Trump regularly touted Wall Street’s growth while in office, pointing to it as evidence that the economy was surging. But his penchant for doing so was a break in custom from previous presidents, many of whom — like Biden now — only infrequently mentioned it as part of their broader economic message.

Biden tried to use Trump’s Wall Street connections against him during last year’s presidential campaign, arguing that he possessed a connection to the middle class that Trump lacked.

It’s a theme Biden reprised last month, visiting his childhood hometown in Pennsylvania, where he said that as president he was “resolved to bring Scranton values to bear, to make a fundamental shift in how our economy works for working people, to build the economy from the ground up and the middle out, and not from the top down.”

“I’ve never known a time when the middle class has done well and the wealthy haven’t done very, very well. I’ve never known such a time,” Biden said.

Wall Street risks

Talking up Wall Street carries risk for any president, strategists say. Embracing Wall Street, for one, risks making the president seem out of touch with everyday Americans, many of whom don’t gauge their own financial security by checking the Dow Jones Industrial Average.

“President Trump’s administration was the anomaly,” said Eric Schultz, a former principal deputy press secretary for President Barack Obama. “Traditionally, administrations don’t point to the stock market as a prevailing economic indicator because it’s a fraught data point.”
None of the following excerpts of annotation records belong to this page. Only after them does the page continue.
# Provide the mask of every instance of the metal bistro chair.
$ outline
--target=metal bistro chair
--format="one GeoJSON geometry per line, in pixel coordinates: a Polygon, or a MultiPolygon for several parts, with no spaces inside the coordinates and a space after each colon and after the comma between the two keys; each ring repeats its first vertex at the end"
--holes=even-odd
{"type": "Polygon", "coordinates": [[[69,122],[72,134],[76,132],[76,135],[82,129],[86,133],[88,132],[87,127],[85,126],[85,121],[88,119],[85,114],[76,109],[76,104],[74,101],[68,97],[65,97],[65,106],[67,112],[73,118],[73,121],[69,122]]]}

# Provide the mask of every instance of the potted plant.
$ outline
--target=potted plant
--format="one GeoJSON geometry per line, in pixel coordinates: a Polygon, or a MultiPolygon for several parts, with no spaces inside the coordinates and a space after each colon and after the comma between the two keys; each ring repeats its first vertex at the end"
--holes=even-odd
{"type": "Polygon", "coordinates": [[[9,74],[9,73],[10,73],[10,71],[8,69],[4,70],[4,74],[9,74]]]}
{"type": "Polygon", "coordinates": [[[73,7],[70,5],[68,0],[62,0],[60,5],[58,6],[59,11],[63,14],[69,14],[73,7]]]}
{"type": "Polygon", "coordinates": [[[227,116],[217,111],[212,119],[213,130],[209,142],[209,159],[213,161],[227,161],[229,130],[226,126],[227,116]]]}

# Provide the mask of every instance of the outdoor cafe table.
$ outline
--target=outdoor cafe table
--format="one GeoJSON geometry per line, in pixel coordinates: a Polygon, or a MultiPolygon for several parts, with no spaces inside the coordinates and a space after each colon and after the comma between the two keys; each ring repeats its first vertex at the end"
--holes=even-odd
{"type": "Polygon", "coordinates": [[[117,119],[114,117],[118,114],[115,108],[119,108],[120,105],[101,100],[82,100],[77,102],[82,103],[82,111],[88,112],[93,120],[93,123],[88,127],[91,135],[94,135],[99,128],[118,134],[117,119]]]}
Taking credit for a strong stock market also means receiving the blame if stocks tumble. Paul Begala, a former counselor to President Bill Clinton, recounted how then-Treasury Secretary Robert Rubin refused to let a photo be taken of Clinton at the New York Stock Exchange even as the stock market boomed in the 1990s.

Rubin, former co-chair of Goldman Sachs, thought a close association with the stock market carried too much risk.